Water he could get from the river. Some energy bars might be useful, and he had a couple of those in his pack that he could slip into his pockets when no one was looking.
He had gone, over the course of a few hours, from utterly hopeless cynicism to toying idly with this nutball idea, to seriously working it out, to deciding that it was doable. That he was going to do it. When they got moving again, working their way down the river toward the falls, he was already thinking several miles ahead, trying to remember the way he would take tonight up out of the gorge and into the lower slopes of the mountain.
They crossed into the United States, a fact discernible only because of a moss-covered boundary monument that one of the jihadists nearly tripped over. The falls were just ahead of them and to the right. They worked their way downstream of the falls by crossing a high shelf of rock that looked down upon it from its east side. This terminated in a cliff that obliged them to descend to the riverbank in order to make any more southward progress. As Richard now explained, there was a way to scramble down from here; there had to be, or else it would never have been possible to make the return trip. But when going in this direction, the descent was considerably easier if you just used ropes. Richard had warned Jones of this well in advance, and so Jones had made sure to bring some good long ropes along. They paused up there for a short while so that some could enjoy the view down while others, who were good at such things (or claimed to be) made the rope fast to a giant cedar growing near the edge of the cliff. Half the men went down to reconnoiter. Then they sent Richard. Then the rest of them went down. He got the sense that this had been carefully thought out; they were becoming nervous that he might make a break for it and wanted to make sure that there were a few people at each end of the rope to keep an eye on him.

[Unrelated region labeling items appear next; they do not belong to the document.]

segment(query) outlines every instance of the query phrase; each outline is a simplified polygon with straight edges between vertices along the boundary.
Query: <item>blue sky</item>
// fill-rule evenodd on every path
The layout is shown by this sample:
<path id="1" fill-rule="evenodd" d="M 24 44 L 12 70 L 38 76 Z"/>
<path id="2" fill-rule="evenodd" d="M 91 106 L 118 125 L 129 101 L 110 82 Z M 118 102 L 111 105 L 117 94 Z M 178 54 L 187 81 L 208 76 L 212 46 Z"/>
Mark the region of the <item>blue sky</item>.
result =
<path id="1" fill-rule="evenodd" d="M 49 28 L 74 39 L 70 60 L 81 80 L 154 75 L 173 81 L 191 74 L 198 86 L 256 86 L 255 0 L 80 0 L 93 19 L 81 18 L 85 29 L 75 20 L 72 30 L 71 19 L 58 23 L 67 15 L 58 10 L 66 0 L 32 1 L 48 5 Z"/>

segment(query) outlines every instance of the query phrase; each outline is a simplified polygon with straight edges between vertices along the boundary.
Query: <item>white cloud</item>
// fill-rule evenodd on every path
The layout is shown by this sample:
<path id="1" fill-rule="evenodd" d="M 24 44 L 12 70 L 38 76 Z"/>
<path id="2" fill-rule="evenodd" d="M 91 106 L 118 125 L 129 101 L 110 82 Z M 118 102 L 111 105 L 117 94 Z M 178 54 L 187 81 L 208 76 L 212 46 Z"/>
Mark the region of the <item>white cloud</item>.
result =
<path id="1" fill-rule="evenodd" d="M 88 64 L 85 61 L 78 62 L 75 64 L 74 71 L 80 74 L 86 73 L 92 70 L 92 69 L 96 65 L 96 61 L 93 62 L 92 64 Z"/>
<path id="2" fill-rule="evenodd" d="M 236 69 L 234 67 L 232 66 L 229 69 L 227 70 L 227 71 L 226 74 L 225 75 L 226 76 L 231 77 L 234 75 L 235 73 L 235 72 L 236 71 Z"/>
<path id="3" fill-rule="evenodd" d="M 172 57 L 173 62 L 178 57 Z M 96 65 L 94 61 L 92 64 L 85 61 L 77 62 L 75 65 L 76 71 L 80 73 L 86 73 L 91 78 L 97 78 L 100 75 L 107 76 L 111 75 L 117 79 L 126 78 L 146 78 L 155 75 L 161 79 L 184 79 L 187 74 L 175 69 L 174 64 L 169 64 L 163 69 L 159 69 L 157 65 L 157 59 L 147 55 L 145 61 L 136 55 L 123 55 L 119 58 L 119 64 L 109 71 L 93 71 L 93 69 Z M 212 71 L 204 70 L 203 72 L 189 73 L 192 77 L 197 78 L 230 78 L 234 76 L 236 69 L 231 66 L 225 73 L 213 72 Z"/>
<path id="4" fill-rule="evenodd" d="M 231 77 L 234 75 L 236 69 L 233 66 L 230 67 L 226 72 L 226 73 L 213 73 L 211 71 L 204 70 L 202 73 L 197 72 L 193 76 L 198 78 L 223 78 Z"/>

As soon as they reached the bottom, Jones gave an order to Abdul-Ghaffar, the white American jihadist, and nodded significantly at Richard. Richard was still absorbing this when Abdul-Wahaab (“the other Abdul” to Richard; apparently Jones’s most senior lieutenant) drew his pistol, chambered a round, and aimed it at Richard’s chest from maybe eight feet away. “I’d like you to stand with your feet about shoulder-width apart,” said Abdul-Ghaffar in his flat midwestern accent. Out of his pack he was pulling a sheaf of black heavy-duty zip ties: not the skinny ones used to restrain unruly Ethernet cables in office environments. These were a quarter of an inch wide and a couple of feet long.